Title: Paradigm Shifts and Semantic Prosody: Analysis of a diachronic corpus of geological English Add Dissertation
Author: Carmela Chateau Update Dissertation
Email: click here to access email
Degree Awarded: Université de Bretagne-Sud , Ecole doctorale Arts Lettres et Langues
Completed in:
2012
Linguistic Subfield(s): Text/Corpus Linguistics
Subject Language(s): English
Director(s): Geoffrey Williams

Abstract: Was the transition from a fixed Earth to continental drift and plate tectonics a
paradigm shift? The history and philosophy of science in the mid-twentieth
century suggests that it was. To examine this hypothesis further, a purpose-built
diachronic corpus of geological English (WebsTerre) was compiled in order to
investigate possible changes in language during a paradigm shift. The baseline is
a sub-corpus of Lyell’s works, from 1830-1871, representative of the initial
paradigm in geology. The second sub-corpus represents the Precursors to the
paradigm shift, Taylor, Wegener and Du Toit. A micro-corpus of six core texts
from the key period (1962-1966) and an outer core of texts (1948-1971) are
contrasted with three sets of articles by Partisans and Opponents from 1962 to
1990. Several types of software are used to analyse the WebsTerre corpus,
while reference corpora from 1961 and the early 1990s serve as markers to
establish general language use for key terms before and after the paradigm shift.

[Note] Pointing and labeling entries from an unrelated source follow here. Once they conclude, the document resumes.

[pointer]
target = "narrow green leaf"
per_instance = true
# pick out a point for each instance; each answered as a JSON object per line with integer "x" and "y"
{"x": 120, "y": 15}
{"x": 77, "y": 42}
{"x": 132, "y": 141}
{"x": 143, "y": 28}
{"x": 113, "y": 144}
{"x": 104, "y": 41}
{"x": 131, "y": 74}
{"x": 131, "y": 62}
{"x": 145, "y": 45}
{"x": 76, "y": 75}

The semantic prosody for individual words as well as multi-word units is
examined and evidence of prosody transfer from general to specialised usage is
brought to light. Parallels are drawn between the history of Geology and that of
Linguistics during the twentieth century. Earth Science and Corpus Linguistics,
the new science of language, are both found to have experienced instrument-
based (or technology-led) paradigm shifts in the second half of the twentieth
century. The neutral semantic prosody of ‘plate tectonics’ seems easier to
accept than the conflicting semantic prosodies of ‘continental’ and ‘drift’,
separately and as a fixed expression, in British and American English.